Il filo della memoria che segue luoghi e affetti del giovane Gabriel fa ben comprendere l'importanza che ebbero per lui sia le radici natie che la figura dei nonni: se Aracataca si trasformerà infatti nella Macondo della famiglia Buendìa, il realismo magico che si respira nel suo romanzo più famoso è frutto delle tante storie raccontategli dalla superstiziosa nonna Tranquilina. Certo, condensare l’esistenza di uomo in appena 90 minuti non è impresa facile, soprattutto poi se l’uomo in questione fu colui che con i suoi scritti fece riscoprire l’America Latina al mondo intero. Eppure, Justin Webster riesce a realizzare un documentario appassionante, poetico ed estremamente interessante in cui viene svelato il “vero” Márquez: un essere umano ossessionato dall’idea della morte e della solitudine.

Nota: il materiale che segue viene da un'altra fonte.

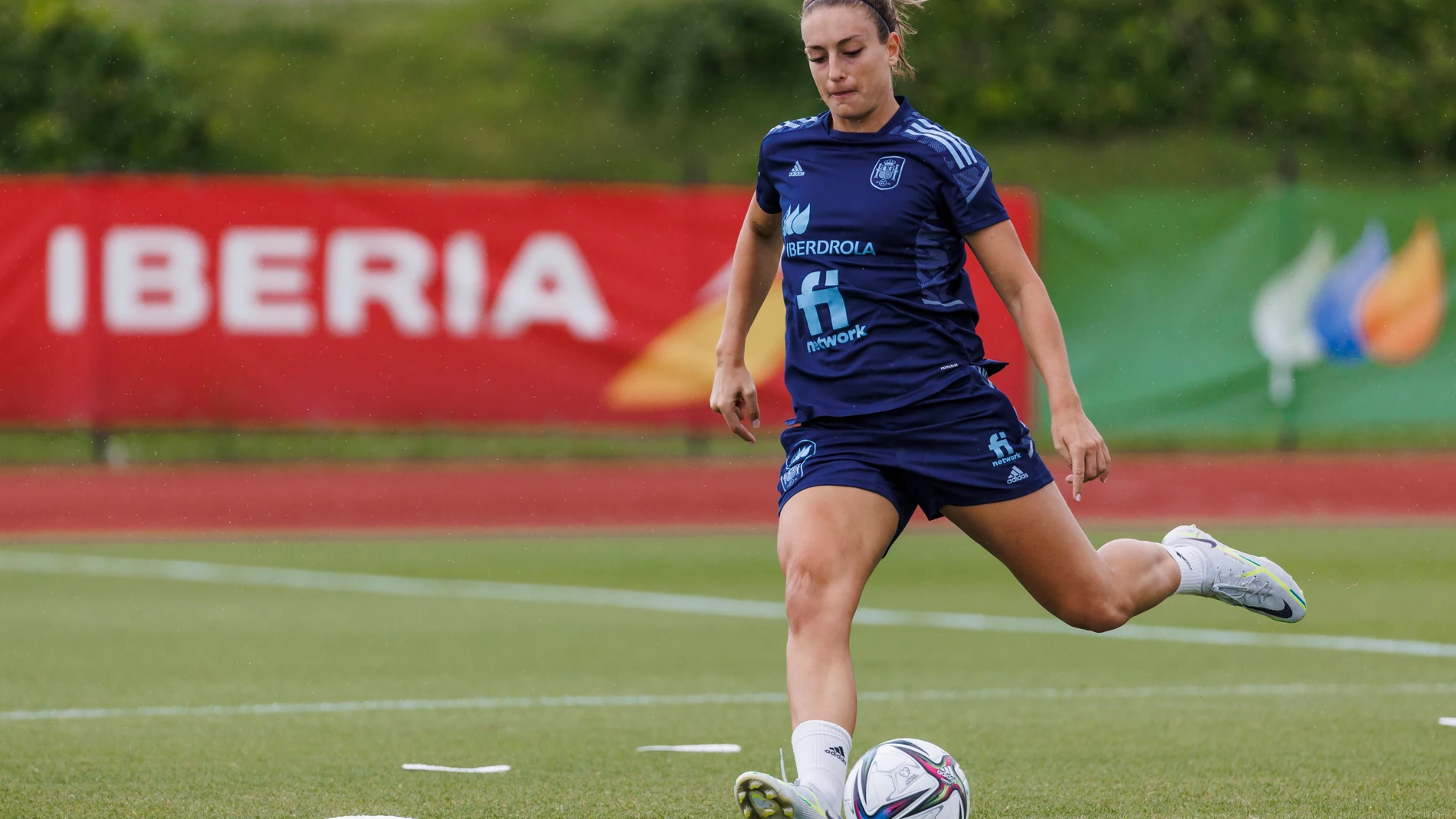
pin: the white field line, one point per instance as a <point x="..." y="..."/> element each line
<point x="772" y="699"/>
<point x="50" y="563"/>
<point x="449" y="770"/>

Malgrado ciò, l’energia e la visione fantastica che Gabo seppe rappresentare nei suoi racconti, insieme ad una nuova forma di scrittura colma di espressioni lussureggianti e metafore, dimostrano quanta vitalità vi fosse nel suo animo. Già, perché la sua sfrenata ‘voglia di vita’ sembra materializzarsi in ogni personaggio che popola i suoi libri: la candida Eréndira, l’impulsivo e virile José Arcadio Buendía e il suo malinconico e tranquillo fratello Aureliano, l’innamorato Florentino Ariza, il donnaiolo Santiago Nasar e i sanguinari Pedro e Pablo Vicario… un’ interminabile parata di portatori sani di emozioni.

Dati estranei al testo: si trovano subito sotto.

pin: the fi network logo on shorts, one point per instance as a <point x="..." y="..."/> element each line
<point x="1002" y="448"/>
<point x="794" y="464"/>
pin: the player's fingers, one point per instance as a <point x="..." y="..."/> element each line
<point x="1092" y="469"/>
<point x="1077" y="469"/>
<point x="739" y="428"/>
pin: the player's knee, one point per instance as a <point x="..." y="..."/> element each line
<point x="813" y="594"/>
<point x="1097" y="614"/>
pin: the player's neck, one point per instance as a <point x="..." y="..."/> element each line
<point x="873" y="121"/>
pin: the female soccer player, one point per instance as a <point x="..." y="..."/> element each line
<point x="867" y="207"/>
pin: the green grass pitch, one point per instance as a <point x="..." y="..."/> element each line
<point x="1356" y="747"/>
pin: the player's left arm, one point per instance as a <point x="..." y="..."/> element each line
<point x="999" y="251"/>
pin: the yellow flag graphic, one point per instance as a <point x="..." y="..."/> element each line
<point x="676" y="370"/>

Ma, con Gabo – Il Mondo di García Márquez, si entra anche nella discussa amicizia tra lo scrittore sudamericano e Fidel Castro, un rapporto, il loro, che nonostante le molte interferenze perdurò nel tempo. Il ritratto che Webster fa del leggendario autore caraibico, amato da milioni di lettori, adorato dagli amici e stimato da importanti uomini politici – vedere un commosso Bill Clinton narrare di quando, per poter leggere il romanzo appena inviatogli da Márquez fece annullare tutti gli appuntamenti alla Casa Bianca, non ha prezzo – è un magnifico regalo da non perdere.

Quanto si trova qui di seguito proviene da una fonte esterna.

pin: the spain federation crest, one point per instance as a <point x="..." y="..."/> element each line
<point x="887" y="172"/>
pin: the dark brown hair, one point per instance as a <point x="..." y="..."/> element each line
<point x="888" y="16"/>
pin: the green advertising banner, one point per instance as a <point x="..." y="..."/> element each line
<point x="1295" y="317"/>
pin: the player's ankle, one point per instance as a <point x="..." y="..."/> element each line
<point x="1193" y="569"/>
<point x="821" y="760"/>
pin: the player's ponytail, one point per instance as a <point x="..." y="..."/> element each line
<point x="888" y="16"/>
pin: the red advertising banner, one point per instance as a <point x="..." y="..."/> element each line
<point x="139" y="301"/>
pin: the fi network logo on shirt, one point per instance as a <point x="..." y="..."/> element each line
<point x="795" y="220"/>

Gabo è morto all'età di 87 anni, il 17 Aprile 2014. Avrebbe mai potuto abbandonare la vita terrena in un giorno qualsiasi colui che, alla cerimonia per il Premio Nobel, preferì indossare il caraibico liquiliqui al posto del frac? Assolutamente no. Gabriel García Márquez se ne andò infatti un Giovedì Santo, proprio come l’Ursula Iguaran di Cento Anni di Solitudine: “Sempre inseguita dal lieve sussurro delle sue sottane di olanda”.